Un rapport de 2019 de My Red Light, une maison close à but non lucratif, a également constaté que le retrait des travailleuses du sexe de De Wallen n'aurait pas d'impact sur le tourisme. Et pourtant, la ville d'Amsterdam a tenté de le faire à plusieurs reprises. En 2007, la municipalité a lancé son « Projet 1012 », nommé d’après le code postal du quartier, en fermant de nombreux coffee-shops et vitrines pour les remplacer par des boutiques et des studios de mode. L'intention présumée était de réduire la criminalité, mais un rapport de la Cour des comptes d'Amsterdam a par la suite déterminé que le taux de criminalité n'avait pas bougé.

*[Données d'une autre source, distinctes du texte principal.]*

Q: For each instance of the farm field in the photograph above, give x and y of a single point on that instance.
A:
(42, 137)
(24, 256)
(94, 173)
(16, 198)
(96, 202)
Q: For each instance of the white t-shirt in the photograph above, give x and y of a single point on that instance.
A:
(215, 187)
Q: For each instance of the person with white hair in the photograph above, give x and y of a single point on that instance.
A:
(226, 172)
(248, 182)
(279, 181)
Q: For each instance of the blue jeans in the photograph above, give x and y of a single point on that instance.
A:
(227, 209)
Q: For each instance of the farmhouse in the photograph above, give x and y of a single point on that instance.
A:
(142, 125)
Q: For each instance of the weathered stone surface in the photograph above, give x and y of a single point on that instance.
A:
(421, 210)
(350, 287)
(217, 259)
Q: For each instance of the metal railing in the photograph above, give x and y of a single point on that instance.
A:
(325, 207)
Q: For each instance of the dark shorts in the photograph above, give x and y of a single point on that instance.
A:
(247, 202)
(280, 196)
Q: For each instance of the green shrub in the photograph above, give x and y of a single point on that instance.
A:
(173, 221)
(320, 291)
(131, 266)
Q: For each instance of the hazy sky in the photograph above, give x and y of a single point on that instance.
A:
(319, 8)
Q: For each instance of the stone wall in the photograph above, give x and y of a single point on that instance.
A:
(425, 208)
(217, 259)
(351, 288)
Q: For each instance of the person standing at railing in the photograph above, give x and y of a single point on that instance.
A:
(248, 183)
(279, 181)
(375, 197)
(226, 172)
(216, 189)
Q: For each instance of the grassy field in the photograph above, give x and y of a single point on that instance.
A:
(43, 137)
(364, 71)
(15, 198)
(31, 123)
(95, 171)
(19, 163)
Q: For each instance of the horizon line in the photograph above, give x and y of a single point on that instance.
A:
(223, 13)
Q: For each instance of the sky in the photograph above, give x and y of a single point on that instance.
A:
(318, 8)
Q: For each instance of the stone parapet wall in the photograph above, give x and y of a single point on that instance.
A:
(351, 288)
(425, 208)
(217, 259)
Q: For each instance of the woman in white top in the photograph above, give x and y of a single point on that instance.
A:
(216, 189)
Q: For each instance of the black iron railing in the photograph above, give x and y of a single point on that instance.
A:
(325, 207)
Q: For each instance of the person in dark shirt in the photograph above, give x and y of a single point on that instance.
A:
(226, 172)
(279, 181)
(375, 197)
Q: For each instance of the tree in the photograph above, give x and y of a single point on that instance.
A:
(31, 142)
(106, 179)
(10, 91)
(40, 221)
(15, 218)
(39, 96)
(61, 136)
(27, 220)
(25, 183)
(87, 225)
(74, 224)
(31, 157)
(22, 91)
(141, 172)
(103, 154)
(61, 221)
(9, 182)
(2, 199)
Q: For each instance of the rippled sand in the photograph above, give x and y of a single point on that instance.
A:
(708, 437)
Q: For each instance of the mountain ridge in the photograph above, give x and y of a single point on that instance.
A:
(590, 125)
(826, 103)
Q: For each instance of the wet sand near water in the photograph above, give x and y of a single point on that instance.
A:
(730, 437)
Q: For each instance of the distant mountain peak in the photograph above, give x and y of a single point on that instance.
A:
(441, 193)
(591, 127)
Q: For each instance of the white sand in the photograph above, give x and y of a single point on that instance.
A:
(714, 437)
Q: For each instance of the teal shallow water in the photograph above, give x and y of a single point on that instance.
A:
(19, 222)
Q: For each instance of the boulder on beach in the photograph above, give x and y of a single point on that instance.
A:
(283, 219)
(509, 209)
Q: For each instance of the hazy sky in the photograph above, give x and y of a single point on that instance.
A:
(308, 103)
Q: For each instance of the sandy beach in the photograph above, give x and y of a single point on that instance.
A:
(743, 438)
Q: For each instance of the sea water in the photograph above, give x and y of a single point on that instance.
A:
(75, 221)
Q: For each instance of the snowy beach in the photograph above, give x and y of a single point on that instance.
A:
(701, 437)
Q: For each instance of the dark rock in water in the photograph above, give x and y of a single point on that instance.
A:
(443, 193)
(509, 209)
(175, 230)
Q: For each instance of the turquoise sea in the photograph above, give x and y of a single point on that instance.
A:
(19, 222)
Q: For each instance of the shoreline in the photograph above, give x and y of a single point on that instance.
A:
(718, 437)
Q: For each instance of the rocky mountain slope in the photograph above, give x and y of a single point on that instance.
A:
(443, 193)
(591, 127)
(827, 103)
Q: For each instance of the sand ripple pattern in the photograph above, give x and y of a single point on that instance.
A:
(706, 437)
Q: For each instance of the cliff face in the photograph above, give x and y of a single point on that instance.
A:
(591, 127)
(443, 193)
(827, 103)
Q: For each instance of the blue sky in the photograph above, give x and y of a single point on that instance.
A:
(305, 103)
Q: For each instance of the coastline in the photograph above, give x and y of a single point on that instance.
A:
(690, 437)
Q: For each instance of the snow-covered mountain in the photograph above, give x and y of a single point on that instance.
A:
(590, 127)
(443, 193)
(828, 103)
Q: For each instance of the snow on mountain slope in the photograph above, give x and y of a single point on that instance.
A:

Ce projet de gentrification a été interrompu, avant d’être relancé dès l'entrée en fonction de Femke Halsema en 2018. Son administration a imaginé quatre scénarios, dont l'un proposait la relocalisation des travailleuses du sexe. Halsema nous a dit que rien n'était encore finalisé et que ce n'était qu'une option parmi d’autres. Pourtant, le Centre d'information sur la prostitution d’Amsterdam a reçu une lettre en novembre 2020 indiquant que la majorité des membres du conseil souhaitaient mettre en place la relocalisation.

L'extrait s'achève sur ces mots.